Treize morts et la raison d’état

CPM06 26 février 2025 0

Le 15 février 1989 dans le vieux Toulon, une violente explosion détruit un bâtiment de cinq étages faisant treize morts et plus de trente blessés. L’immeuble du XVIIème siècle était baptisé « Maison des Têtes » en raison de mascarons en bronze posés sur le fronton des fenêtres.

L’émotion est considérable, mais sur les lieux, aucun enquêteur n’est dépêché et au cours de la nuit, des camions vont déverser les déblais dans une décharge éloignée. Vingt-quatre heures après le drame, des éléments essentiels à l’enquête ont disparu. Bientôt, une hypothèse prend forme : le gaz. Mais GDF et les pompiers réfutent l’explication. Il n’y a eu ni flamme ni fumée ni brûlure. Personne n’a senti le gaz ni avant ni pendant ni après le drame, aucune fuite suspecte n’a été signalée à GDF.

Pendant cinq ans les enquêteurs vont alors bâtir un scénario incroyable à partir de cette hypothèse. Les inepties vont se succéder. Finalement, après d’infructueuses batailles judiciaires, le dossier est clôturé par un non-lieu en 1994 confirmé en appel en 1995.

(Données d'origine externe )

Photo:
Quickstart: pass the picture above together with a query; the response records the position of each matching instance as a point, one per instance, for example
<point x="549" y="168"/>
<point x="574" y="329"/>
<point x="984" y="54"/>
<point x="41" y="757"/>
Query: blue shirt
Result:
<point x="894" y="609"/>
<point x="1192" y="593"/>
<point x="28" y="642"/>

En 2009, Max Clanet, journaliste d’investigation bien connu du CPM06 pour ses révélations sur le crash de la caravelle Ajaccio-Nice, est appelé par les familles des victimes. Il se rend compte rapidement que l’enquête officielle a été étouffée par la raison d’État. Aujourd’hui, trente-six ans après le drame, cette vérité n’est toujours pas remontée des abysses.

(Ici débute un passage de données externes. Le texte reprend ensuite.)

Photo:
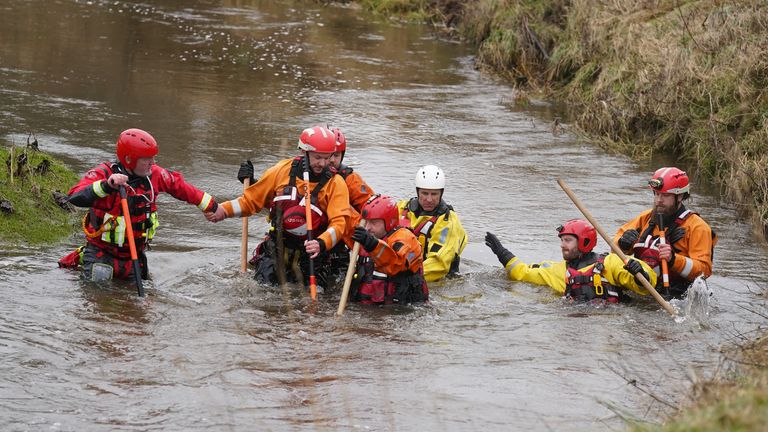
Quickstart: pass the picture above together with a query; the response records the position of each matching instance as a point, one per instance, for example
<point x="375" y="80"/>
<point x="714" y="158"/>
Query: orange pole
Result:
<point x="308" y="208"/>
<point x="131" y="241"/>
<point x="663" y="240"/>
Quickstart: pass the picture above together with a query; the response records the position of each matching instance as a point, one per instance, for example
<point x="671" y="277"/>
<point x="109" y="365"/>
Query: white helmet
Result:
<point x="430" y="177"/>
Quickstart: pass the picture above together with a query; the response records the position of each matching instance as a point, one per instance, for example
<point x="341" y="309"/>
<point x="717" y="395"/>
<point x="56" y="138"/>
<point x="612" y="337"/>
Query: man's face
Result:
<point x="569" y="245"/>
<point x="664" y="203"/>
<point x="144" y="166"/>
<point x="429" y="198"/>
<point x="318" y="161"/>
<point x="376" y="227"/>
<point x="336" y="159"/>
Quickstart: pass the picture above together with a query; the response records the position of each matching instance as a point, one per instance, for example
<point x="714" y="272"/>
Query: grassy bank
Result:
<point x="736" y="403"/>
<point x="29" y="211"/>
<point x="686" y="78"/>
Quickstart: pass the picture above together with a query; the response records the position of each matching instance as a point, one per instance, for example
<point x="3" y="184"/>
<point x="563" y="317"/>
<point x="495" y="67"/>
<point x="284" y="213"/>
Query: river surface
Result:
<point x="220" y="81"/>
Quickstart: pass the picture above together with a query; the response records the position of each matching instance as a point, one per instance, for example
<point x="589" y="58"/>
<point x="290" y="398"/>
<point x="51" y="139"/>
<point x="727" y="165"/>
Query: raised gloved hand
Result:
<point x="628" y="239"/>
<point x="676" y="234"/>
<point x="501" y="252"/>
<point x="246" y="172"/>
<point x="366" y="239"/>
<point x="634" y="267"/>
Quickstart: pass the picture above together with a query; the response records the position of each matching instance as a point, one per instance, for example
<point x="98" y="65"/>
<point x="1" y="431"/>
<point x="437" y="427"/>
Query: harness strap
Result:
<point x="106" y="226"/>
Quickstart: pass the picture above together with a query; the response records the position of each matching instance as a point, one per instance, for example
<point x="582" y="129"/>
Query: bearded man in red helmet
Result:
<point x="282" y="187"/>
<point x="583" y="275"/>
<point x="107" y="254"/>
<point x="390" y="266"/>
<point x="689" y="240"/>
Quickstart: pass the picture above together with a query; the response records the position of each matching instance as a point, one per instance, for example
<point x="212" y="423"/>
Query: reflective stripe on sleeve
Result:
<point x="236" y="210"/>
<point x="334" y="240"/>
<point x="98" y="189"/>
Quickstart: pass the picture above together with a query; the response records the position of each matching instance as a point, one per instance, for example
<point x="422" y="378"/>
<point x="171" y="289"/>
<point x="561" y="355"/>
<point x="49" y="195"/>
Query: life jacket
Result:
<point x="106" y="228"/>
<point x="343" y="170"/>
<point x="291" y="202"/>
<point x="373" y="287"/>
<point x="583" y="282"/>
<point x="423" y="231"/>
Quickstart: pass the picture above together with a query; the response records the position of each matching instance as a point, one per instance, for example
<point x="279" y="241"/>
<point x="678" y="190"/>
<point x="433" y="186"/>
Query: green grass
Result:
<point x="36" y="218"/>
<point x="738" y="402"/>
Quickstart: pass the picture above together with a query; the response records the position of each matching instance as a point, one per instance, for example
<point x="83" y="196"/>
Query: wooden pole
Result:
<point x="615" y="248"/>
<point x="350" y="273"/>
<point x="244" y="239"/>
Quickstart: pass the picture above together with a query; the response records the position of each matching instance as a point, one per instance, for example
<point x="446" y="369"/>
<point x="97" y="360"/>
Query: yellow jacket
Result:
<point x="553" y="274"/>
<point x="333" y="199"/>
<point x="442" y="240"/>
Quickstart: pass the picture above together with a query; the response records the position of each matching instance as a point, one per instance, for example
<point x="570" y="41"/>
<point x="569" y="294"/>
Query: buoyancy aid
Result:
<point x="370" y="286"/>
<point x="291" y="202"/>
<point x="423" y="231"/>
<point x="110" y="222"/>
<point x="583" y="280"/>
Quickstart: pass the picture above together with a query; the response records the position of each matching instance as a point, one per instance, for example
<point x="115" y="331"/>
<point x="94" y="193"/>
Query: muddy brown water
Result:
<point x="217" y="82"/>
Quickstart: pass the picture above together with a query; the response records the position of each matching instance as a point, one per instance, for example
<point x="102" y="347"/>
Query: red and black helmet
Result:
<point x="382" y="207"/>
<point x="134" y="144"/>
<point x="583" y="231"/>
<point x="341" y="141"/>
<point x="670" y="180"/>
<point x="318" y="139"/>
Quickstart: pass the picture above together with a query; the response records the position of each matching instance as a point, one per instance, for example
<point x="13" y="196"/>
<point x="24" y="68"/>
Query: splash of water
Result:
<point x="697" y="303"/>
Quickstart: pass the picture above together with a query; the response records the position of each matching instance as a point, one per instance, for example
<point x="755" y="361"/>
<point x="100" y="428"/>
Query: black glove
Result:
<point x="628" y="239"/>
<point x="634" y="267"/>
<point x="366" y="239"/>
<point x="246" y="172"/>
<point x="502" y="253"/>
<point x="676" y="234"/>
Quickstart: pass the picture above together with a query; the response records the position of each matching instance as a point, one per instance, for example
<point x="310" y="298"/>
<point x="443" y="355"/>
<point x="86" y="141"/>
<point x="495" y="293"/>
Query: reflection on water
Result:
<point x="217" y="82"/>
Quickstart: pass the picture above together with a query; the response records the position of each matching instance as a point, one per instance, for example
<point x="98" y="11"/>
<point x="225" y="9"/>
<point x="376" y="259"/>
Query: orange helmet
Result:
<point x="583" y="231"/>
<point x="318" y="139"/>
<point x="341" y="141"/>
<point x="382" y="207"/>
<point x="670" y="180"/>
<point x="134" y="144"/>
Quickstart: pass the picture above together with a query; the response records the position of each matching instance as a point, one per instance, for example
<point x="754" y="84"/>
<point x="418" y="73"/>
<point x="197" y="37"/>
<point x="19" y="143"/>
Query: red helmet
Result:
<point x="670" y="180"/>
<point x="382" y="207"/>
<point x="319" y="139"/>
<point x="134" y="144"/>
<point x="341" y="141"/>
<point x="583" y="231"/>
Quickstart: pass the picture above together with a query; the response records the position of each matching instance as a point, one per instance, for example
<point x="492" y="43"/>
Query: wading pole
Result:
<point x="280" y="247"/>
<point x="615" y="248"/>
<point x="663" y="240"/>
<point x="308" y="207"/>
<point x="244" y="239"/>
<point x="131" y="241"/>
<point x="350" y="273"/>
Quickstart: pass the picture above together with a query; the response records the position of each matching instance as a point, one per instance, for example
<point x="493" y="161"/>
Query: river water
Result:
<point x="220" y="81"/>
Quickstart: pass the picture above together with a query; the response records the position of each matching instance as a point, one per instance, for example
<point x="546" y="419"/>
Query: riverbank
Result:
<point x="641" y="78"/>
<point x="683" y="78"/>
<point x="33" y="207"/>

L’émission Affaires sensibles de France-Inter est consacrée à cette affaire. L’ossature est constituée par son ouvrage Blessures de guerre. Il l’avait publié en 2014 et republié en avril 2024. L’ouvrage raconte comment l’enquête officielle a été étouffée dès les premières heures afin que l’on ne puisse jamais connaître la vérité sur ce drame. Il y détaille la contre-enquête qu’il a menée durant cinq ans. Une contre-enquête parsemée d’embûches, de dissimulations et de mensonges. Malgré l’aide de parlementaires de renom, le ministère de la Défense verrouilla totalement l’accès aux informations. Le sénateur Robert Hue avait indiqué en 2014 : « Le livre Blessures de guerre du journaliste Max Clanet que j’ai rencontré à plusieurs reprises m’a ouvert les yeux sur cette triste affaire ». Vice-président de la Commission des affaires étrangères, de la défense et des forces armées du Sénat, il écrivait en 2016 au ministre de la défense « Le livre Blessures de guerre explique que des informations ont été classées définitivement, je vous demande la levée du Secret-défense sur cette affaire ». La demande ne sera suivie d’aucun effet.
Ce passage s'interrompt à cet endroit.